V_c should be after softmax in Eq. 5

Thanks for your careful reading and pointing out the typo. We will fix it in the revised paper.

Why is the name "shared self-attention"? It seems a cross-attention from the novel views to the input view.

The shared self-attention is similar to the cross-attention between the novel view and input view, but they have several key differences:

• It reuses the pre-trained weight of vanilla self-attention layers in Zero123.
• It is non-trainable but only changes the calculation of self-attention.

Therefore, we name it “shared self-attention” to distinguish these differences.

Only qualitative results were presented for image-to-3D tasks.
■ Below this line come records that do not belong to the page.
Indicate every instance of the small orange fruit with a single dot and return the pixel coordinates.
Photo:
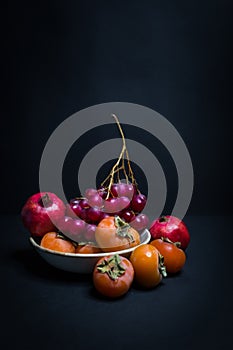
(55, 241)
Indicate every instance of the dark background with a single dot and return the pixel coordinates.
(172, 56)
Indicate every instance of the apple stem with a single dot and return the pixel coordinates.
(162, 268)
(167, 240)
(46, 201)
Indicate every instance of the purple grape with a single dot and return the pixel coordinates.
(83, 214)
(102, 192)
(90, 192)
(94, 215)
(111, 205)
(70, 212)
(127, 215)
(138, 202)
(74, 201)
(74, 210)
(123, 203)
(84, 203)
(115, 189)
(95, 200)
(140, 222)
(89, 233)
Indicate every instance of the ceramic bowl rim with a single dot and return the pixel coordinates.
(89, 255)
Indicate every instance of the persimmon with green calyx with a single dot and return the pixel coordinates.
(113, 234)
(148, 266)
(174, 257)
(113, 276)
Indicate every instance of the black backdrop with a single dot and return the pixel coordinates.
(172, 56)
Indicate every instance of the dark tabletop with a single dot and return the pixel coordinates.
(43, 307)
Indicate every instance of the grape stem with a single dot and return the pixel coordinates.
(120, 165)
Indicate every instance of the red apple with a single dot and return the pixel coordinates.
(172, 228)
(40, 213)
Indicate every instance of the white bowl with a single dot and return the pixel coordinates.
(81, 263)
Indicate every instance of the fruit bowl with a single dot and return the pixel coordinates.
(81, 263)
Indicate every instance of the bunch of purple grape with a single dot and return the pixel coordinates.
(84, 214)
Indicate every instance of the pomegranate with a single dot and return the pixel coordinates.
(172, 228)
(40, 213)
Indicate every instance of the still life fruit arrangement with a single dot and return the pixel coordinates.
(107, 222)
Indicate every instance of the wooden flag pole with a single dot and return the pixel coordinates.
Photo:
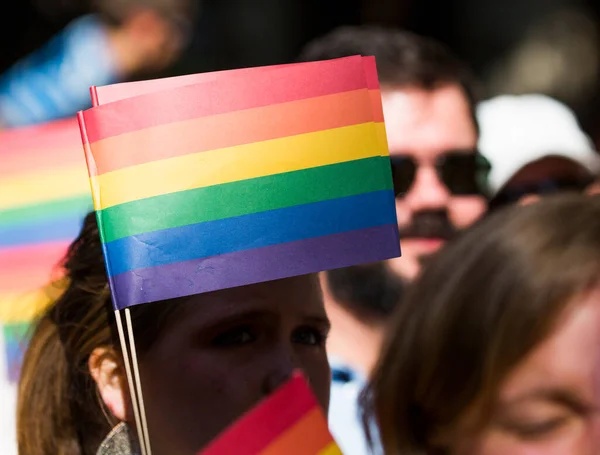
(136, 372)
(132, 389)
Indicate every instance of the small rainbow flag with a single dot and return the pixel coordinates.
(289, 422)
(241, 179)
(44, 196)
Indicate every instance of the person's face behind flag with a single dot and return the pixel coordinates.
(437, 172)
(222, 352)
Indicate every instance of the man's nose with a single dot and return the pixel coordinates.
(427, 191)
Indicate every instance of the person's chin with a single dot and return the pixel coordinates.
(421, 246)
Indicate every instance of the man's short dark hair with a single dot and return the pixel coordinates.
(403, 58)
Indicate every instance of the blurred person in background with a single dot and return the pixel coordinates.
(125, 38)
(594, 188)
(496, 349)
(439, 180)
(536, 147)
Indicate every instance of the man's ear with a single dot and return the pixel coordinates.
(105, 368)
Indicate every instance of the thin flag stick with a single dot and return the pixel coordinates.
(134, 401)
(136, 372)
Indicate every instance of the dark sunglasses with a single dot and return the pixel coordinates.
(548, 186)
(465, 173)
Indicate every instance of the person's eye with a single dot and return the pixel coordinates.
(235, 337)
(309, 336)
(536, 430)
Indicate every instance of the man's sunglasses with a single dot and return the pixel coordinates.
(464, 173)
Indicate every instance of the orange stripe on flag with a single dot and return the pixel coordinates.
(258, 89)
(233, 129)
(26, 268)
(309, 436)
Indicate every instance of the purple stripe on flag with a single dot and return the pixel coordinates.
(252, 266)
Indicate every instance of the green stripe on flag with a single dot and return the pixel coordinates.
(244, 197)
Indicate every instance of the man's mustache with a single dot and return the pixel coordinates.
(429, 224)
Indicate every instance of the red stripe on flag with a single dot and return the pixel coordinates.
(116, 92)
(254, 89)
(269, 420)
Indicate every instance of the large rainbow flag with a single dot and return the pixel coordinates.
(44, 195)
(289, 422)
(234, 180)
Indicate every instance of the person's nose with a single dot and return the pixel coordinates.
(428, 192)
(283, 363)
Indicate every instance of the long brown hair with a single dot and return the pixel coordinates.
(478, 309)
(59, 410)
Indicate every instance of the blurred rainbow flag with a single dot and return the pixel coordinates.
(289, 422)
(44, 195)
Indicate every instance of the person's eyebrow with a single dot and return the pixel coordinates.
(562, 397)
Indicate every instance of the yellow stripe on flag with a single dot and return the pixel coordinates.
(23, 307)
(242, 162)
(331, 449)
(43, 186)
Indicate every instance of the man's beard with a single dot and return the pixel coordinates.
(429, 224)
(373, 290)
(369, 291)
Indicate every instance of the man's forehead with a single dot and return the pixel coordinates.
(428, 122)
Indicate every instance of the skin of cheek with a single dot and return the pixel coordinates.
(562, 361)
(464, 211)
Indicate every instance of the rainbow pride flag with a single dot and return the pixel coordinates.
(289, 422)
(241, 179)
(44, 195)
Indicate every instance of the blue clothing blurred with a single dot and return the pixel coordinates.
(54, 81)
(345, 416)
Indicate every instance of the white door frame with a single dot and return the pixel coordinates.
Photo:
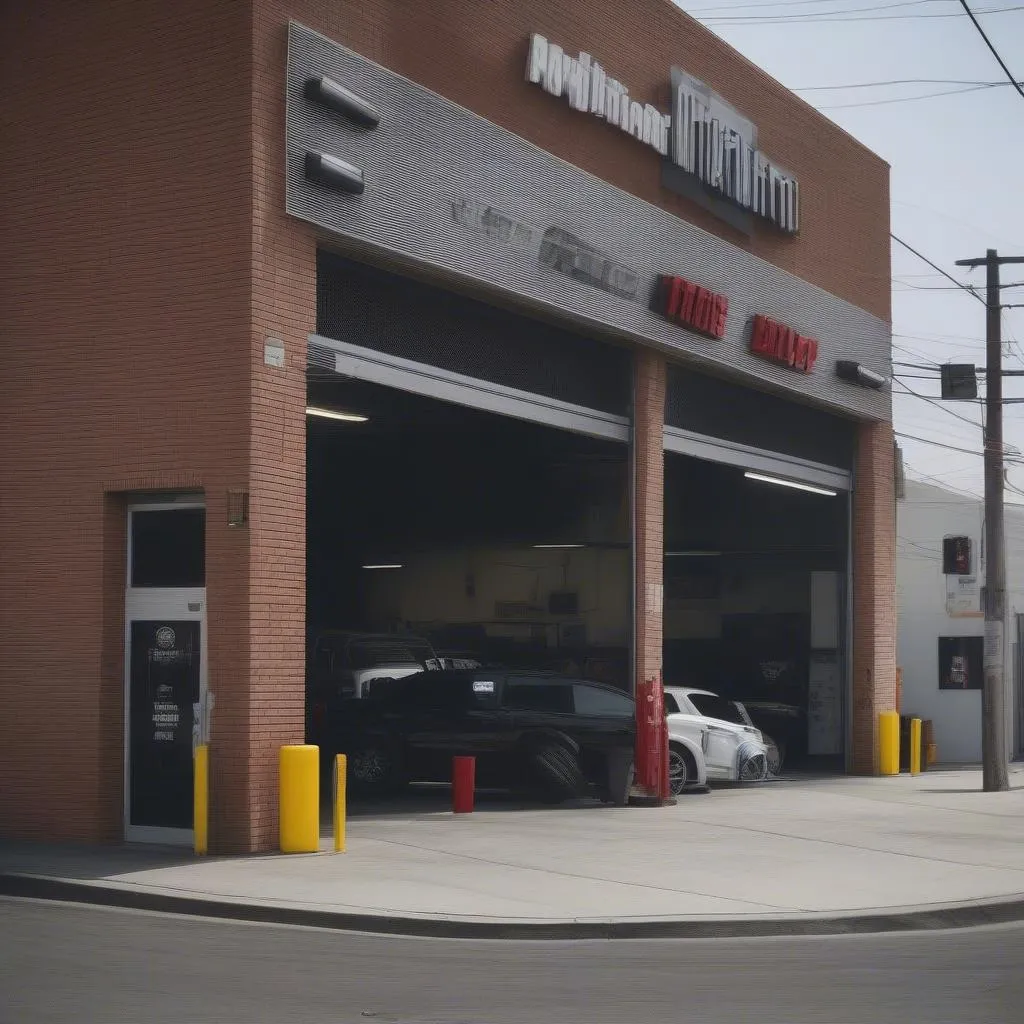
(182, 604)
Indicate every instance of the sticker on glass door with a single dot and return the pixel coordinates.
(164, 684)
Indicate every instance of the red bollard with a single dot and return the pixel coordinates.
(463, 784)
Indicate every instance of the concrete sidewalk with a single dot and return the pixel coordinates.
(799, 855)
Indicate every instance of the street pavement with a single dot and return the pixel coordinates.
(69, 963)
(792, 854)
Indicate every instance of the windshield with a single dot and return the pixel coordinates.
(715, 707)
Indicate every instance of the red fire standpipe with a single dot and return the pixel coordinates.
(463, 784)
(651, 741)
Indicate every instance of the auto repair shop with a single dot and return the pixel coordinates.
(496, 328)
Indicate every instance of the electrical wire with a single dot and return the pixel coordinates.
(824, 17)
(935, 266)
(988, 43)
(906, 99)
(899, 81)
(937, 404)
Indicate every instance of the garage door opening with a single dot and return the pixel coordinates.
(755, 571)
(444, 536)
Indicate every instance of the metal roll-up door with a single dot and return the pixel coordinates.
(406, 334)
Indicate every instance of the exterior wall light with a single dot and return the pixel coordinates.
(328, 92)
(335, 172)
(856, 374)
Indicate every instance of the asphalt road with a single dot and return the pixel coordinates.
(70, 963)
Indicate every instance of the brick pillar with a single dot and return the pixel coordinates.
(648, 537)
(873, 545)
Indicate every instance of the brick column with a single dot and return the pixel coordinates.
(873, 544)
(648, 538)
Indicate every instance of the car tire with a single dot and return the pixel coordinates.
(375, 770)
(557, 773)
(682, 769)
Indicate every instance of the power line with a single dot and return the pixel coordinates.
(825, 17)
(942, 444)
(906, 99)
(970, 291)
(937, 404)
(899, 81)
(988, 43)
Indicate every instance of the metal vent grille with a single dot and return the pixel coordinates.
(721, 409)
(463, 200)
(406, 317)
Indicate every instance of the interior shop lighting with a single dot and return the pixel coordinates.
(791, 483)
(331, 414)
(334, 171)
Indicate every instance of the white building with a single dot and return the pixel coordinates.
(941, 625)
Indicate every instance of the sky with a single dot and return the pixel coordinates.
(957, 182)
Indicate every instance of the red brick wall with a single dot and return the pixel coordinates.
(125, 269)
(649, 383)
(873, 687)
(475, 54)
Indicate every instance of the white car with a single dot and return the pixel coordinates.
(733, 750)
(687, 741)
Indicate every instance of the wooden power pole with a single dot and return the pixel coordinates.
(993, 698)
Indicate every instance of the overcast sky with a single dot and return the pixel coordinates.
(957, 168)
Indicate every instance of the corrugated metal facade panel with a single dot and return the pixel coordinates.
(453, 194)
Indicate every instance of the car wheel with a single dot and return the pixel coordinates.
(374, 769)
(558, 774)
(682, 770)
(776, 755)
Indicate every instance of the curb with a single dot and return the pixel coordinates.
(947, 916)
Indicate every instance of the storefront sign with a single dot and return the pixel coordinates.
(692, 305)
(704, 135)
(779, 343)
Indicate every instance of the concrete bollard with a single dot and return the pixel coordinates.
(299, 796)
(889, 742)
(201, 800)
(463, 784)
(914, 745)
(340, 787)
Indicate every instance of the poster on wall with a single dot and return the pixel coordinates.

Following the settings of Zero123, we calculate the Chamfer Distance and Volume IoU of image-to-3D reconstruction based on SDS loss. Note that these metrics only evaluate the geometry quality, ignoring the texture improvement of Consistent123 (which is more significant compared with geometry improvement). Please refer to the updated video supplementary (dreamfusion.mp4) for more qualitative comparisons.

How many views were used in the NeuS experiment?

3D reconstruction methods like Nerf and Neus typically require a large number of views. Therefore, we use 64 views for all Neus experiments.

No texture on the spray bottle in Figure 7?

In the spray bottle case, we deliberately remove the texture from the object to show the synthesized geometry of Neus, which more concentrates on geometry reconstruction. We also add the textured version of this case into the supplementary Figure 15.

Is the Super Mario a failure case since the object has flattened?

Super Mario is not a failure case. As a Lego toy, it is “flat” by design (feel free to google for more Lego Mario images). This case also shows that the object geometry can be constructed more reasonably with improved consistency.